Mao Shanghai opening night
OK, it's the one we've all been waiting for.
Soma art management, followed up their disastrous and controversial stint at the Dream Factory by signing up to try again. This time they have joined forces with the Japanese investors behind Mao Beijing to open up their own venue.
It's round two of the fight to perform a great leap forward to the age of middle size music venues.
Ladies and gentlemen, here are the rules. Mid-size venues usually clock in at about 1500-2000 people. Mao makes the minimum requirement at a formidable 800. You need bands who meet the Brad Ferguson Standard, one hour of quality original material with which to headline such a venue. You need a promoter who knows which bands will do that for you. You can no longer rely on hacking a dodgy PA or inadequate acoustics. To counter your visibility you need clear and consistent laws and procedures regarding operations and a g*v*rnm*nt who are happy to let you work within those guidelines.
And we're into the preliminaries.
Jake and I were invited to pop our heads into the venue, which was heavily under construction, a week ago. Soma peeps were very nice to us and left us with the genuine impression of wanting to do it right and do it well. The space looked amazing and there was no hint of PR gloss in the after-talks, it was all fully open and friendly. The manager of Mao Beijing and rep for the Japan side of the operation explained to me how they invested and stuck with Mao Beijing for over two years until it became successful on a weekly basis. Good start.
It was however, still very much under construction and it didn't surprise me when the official opening featuring My Little Airport was dropped. So now we had the "low-key soft opening", so it was pitched to me the Sunday before. Saturday night was to be a free show featuring Momo, Sonnet and Life Journey.
When checking to see what was happening on my way over it turned out that "low-key soft opening" meant "actively promoted sponsored event with 1000 pre-bookings taken". Thanks for the heads up guys. So, yeah, it was packed.

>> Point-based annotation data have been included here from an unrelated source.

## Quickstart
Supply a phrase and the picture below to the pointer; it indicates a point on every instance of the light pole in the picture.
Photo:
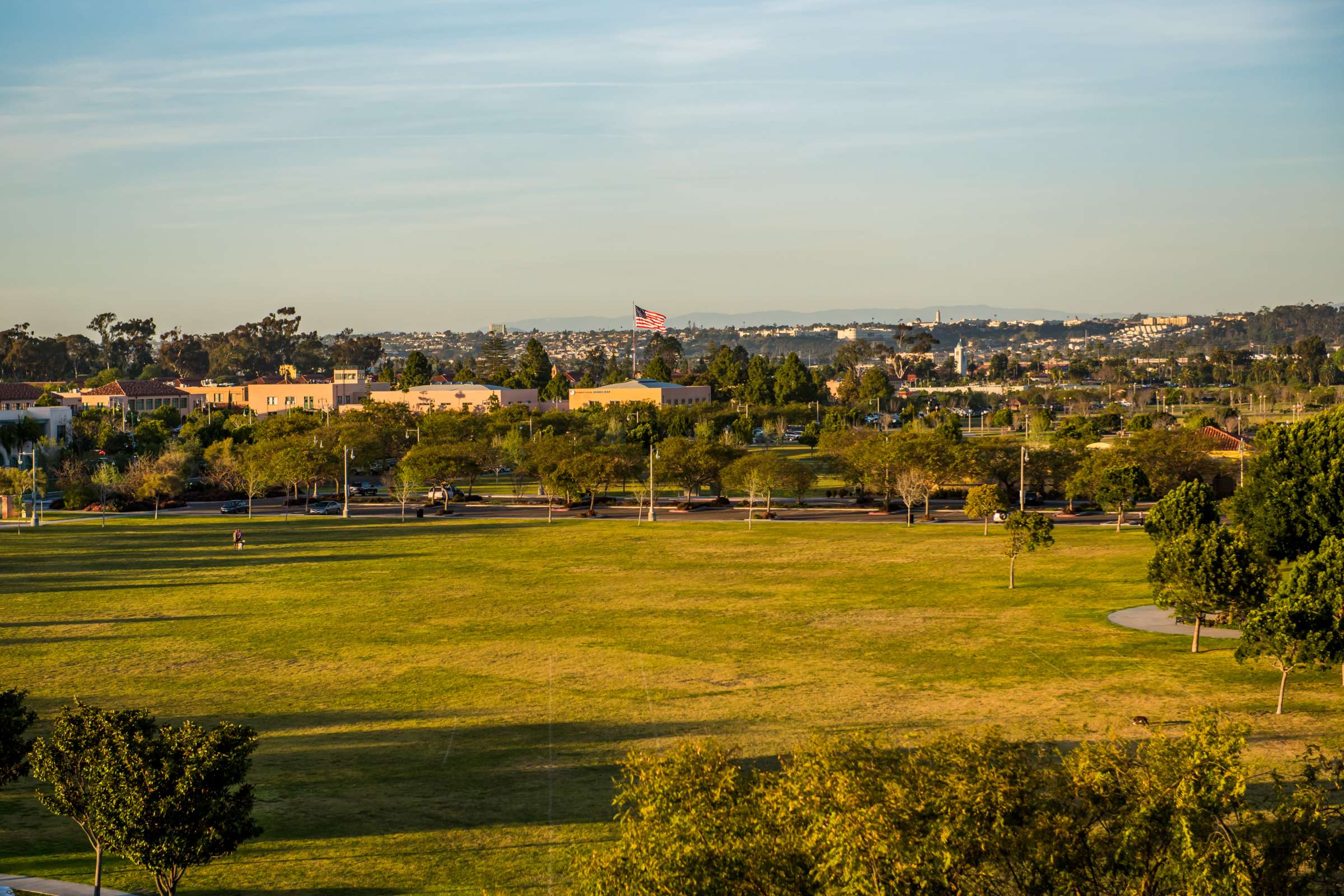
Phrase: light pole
(32, 453)
(346, 454)
(1022, 481)
(654, 494)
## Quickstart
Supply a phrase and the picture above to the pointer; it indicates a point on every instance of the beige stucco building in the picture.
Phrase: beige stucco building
(347, 388)
(454, 396)
(131, 396)
(632, 391)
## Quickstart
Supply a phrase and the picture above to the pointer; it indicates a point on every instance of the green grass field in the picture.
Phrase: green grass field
(444, 703)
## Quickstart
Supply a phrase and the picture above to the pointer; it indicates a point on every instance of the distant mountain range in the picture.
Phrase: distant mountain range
(792, 319)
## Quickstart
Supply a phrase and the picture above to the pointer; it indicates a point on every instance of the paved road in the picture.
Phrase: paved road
(788, 514)
(1150, 618)
(53, 887)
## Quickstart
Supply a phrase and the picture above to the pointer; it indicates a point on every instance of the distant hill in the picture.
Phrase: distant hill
(790, 319)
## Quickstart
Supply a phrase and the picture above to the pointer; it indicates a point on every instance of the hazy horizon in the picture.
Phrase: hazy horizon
(409, 164)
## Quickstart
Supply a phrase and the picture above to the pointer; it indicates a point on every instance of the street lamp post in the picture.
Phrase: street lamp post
(654, 494)
(1022, 481)
(346, 454)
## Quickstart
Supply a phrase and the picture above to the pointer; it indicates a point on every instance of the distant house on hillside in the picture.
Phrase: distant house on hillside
(15, 396)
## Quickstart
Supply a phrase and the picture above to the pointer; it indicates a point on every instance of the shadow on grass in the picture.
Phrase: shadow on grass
(53, 624)
(374, 774)
(304, 891)
(11, 642)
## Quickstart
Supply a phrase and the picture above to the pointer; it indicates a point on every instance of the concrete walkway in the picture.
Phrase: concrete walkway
(53, 887)
(1150, 618)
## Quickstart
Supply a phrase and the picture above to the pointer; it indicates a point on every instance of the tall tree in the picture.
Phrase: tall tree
(760, 382)
(1026, 533)
(81, 762)
(417, 371)
(1190, 506)
(1208, 570)
(1121, 488)
(1299, 627)
(15, 720)
(183, 800)
(792, 382)
(101, 324)
(983, 501)
(534, 368)
(657, 370)
(1294, 494)
(492, 365)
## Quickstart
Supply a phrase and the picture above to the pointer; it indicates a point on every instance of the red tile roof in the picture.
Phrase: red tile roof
(136, 389)
(1226, 441)
(19, 393)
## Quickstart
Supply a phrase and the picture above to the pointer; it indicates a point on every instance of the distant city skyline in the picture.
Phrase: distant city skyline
(418, 166)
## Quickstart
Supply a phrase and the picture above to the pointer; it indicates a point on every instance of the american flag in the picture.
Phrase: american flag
(650, 320)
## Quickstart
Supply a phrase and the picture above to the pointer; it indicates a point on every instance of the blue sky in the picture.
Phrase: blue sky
(416, 164)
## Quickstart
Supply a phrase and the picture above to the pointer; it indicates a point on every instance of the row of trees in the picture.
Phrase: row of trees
(166, 799)
(1278, 568)
(973, 814)
(135, 348)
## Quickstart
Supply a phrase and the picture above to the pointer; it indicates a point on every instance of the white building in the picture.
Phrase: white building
(852, 334)
(55, 426)
(960, 359)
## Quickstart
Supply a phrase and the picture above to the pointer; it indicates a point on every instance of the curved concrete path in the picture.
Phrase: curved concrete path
(1150, 618)
(53, 887)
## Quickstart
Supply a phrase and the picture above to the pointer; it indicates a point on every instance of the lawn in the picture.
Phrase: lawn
(444, 702)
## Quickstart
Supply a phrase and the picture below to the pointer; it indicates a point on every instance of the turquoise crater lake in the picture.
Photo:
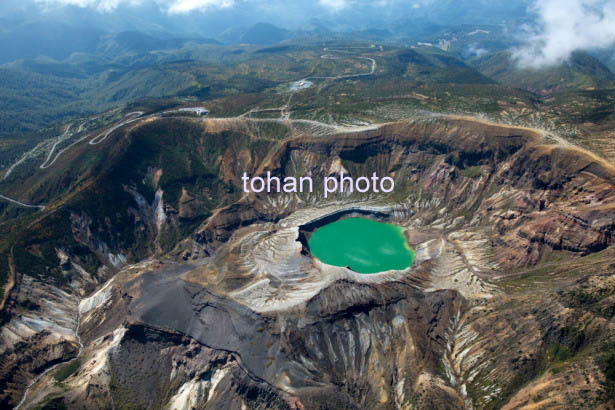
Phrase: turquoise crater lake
(363, 245)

OK ... so, the space is amazing. A perfectly sized pit in front of a properly raised stage and the square venue being raised around that so that pretty much every one of the 800 people can get a view of the band. Really good sound. I came in to the middle of Sonnet's set and it was loud and clear from every vantage point. It really is Shanghai's first proper mid-sized venue that meets the standards. So credit where it's due.
But ... that where it ends. The show, as much as it went off fine, was not any indicator on how it will work in the future. This was a very SOMA night much in the vein of these previous two I was at. This was a free promotion crowd, not a die-hard show going crowd. They shunned the bar and filed out en-masse around their early bed-times/ last train times - despite a tight crowd pleasing performance from Life Journey still being in full swing. As I entered, some non-plussed looking punters walked past me with fingers in their ears. Ooohh, it's so loud at gigs. Also, after Momo and Sonnet did their on-time and short sets, leaving the place warmed up and ready, there was an onstage promotion for Casio before the main band. It went on a bit and involved audience games and Lezi hosting (again) in his panda suit.
The night was simply not an indicator of how things will go for ticketed rock shows when a particular month has to be held down by local acts. So we'll have to wait and see.
... and here's something else. The Mushrooms are in the closing stages of negotiating a record deal that might take them off to Ta*wan . So the 3rd October may be the last time they'll play an affordable gig in Shanghai for a long long time. So come down to Mao for that one if you're yet to check the place out.